Abstract

Computer simulations of musculoskeletal systems to date [1,2,3] use lumped inertial parameters for body segments which includes embedded muscle masses (see Current Generation of Biomechanical Models). In these simulations, muscles are massless actuators acting along their lines of action to drive these lumped inertial segments. Muscle forces show up in the equations of motion only as external forces, therefore the changing inertial properties of the muscle are not considered. For the next generation of musculoskeletal biomechanical models, a 3D muscle model which incorporates the acceleration of the muscle mass relative to the acceleration of the body segments needs to be developed.
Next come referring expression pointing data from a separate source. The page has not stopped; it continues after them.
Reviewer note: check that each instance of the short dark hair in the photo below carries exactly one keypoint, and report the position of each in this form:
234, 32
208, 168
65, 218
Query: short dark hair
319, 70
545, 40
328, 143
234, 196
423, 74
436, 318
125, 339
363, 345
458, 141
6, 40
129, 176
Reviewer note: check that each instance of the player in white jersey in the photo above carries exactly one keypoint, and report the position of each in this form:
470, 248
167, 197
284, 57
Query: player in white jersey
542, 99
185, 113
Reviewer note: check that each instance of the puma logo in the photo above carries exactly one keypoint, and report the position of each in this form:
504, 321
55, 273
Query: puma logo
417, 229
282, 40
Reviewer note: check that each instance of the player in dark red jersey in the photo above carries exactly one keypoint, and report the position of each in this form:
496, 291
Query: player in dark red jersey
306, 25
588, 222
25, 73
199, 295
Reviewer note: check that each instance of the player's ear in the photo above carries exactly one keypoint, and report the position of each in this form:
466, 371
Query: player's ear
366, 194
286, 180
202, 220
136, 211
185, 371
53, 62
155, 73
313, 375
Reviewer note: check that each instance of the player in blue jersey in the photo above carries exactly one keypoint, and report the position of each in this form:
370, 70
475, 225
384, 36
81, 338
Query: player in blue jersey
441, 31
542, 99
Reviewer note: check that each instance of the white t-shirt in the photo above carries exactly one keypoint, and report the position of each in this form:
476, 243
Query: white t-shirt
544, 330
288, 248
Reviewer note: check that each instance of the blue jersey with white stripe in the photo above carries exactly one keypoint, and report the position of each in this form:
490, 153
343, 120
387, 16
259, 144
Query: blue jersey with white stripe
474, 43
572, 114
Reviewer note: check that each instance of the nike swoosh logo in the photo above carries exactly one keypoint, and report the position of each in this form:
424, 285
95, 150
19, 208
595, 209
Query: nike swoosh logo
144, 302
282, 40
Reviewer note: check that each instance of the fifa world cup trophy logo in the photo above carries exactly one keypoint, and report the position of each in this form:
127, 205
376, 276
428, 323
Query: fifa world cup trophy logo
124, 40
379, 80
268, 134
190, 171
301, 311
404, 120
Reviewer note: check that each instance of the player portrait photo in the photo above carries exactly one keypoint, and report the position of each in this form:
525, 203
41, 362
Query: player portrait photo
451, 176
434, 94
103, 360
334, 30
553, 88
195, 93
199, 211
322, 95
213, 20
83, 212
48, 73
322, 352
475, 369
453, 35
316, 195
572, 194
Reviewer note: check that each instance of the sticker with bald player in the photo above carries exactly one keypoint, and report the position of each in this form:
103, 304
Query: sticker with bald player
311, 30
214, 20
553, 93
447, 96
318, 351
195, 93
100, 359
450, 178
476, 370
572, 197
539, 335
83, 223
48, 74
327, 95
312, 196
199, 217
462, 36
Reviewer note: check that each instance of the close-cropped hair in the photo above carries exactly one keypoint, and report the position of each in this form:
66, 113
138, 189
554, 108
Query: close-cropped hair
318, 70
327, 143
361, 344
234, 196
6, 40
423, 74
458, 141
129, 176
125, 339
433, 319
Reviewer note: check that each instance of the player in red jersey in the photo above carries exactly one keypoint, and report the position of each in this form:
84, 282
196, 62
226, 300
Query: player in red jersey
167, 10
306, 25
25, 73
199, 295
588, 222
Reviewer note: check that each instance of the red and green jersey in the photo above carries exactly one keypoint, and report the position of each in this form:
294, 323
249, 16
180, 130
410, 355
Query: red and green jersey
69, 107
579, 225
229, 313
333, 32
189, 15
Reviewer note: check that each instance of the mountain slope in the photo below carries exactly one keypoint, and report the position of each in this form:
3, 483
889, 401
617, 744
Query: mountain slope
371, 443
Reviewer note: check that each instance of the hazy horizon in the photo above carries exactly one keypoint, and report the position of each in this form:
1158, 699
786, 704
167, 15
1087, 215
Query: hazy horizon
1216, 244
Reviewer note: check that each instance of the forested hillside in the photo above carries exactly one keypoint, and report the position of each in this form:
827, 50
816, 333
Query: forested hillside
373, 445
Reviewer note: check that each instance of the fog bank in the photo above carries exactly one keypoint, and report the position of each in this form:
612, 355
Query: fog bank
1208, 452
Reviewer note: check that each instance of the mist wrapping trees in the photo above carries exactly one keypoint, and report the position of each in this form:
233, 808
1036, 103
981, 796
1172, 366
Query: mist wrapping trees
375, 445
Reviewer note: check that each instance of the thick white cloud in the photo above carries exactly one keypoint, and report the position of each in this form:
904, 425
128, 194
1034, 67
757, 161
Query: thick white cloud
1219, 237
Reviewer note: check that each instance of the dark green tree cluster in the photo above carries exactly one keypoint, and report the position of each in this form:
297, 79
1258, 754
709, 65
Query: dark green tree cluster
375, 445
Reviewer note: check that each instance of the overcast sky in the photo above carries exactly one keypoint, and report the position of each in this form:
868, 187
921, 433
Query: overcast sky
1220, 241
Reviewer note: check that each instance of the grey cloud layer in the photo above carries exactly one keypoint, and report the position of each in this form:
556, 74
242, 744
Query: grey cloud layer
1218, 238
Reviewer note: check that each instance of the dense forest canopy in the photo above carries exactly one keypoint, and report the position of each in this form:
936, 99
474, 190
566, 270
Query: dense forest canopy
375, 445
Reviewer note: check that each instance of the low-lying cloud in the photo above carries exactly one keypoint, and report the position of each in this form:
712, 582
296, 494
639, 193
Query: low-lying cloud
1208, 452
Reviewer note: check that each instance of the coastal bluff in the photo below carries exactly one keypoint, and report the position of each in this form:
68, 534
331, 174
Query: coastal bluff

To develop these revolutionary biomechanical models, there are several key steps which include:

	the construction of surface models
	the derivation of specific muscle morphological parameters from sectional images
	the construction of the 3D muscle model
	the incorporation of the muscle model into the overall equations of motion of the musculoskeletal system
	validation

This paper will address the first three steps and focuses on the lower extremity of the Visible Human male (VHM).

For surface modeling construction and derivation of morphological parameters, it is important for researchers to work with a standard set of data—the Visible Human dataset which features multiple imaging modalities and high resolution is the current "gold standard" for such an undertaking.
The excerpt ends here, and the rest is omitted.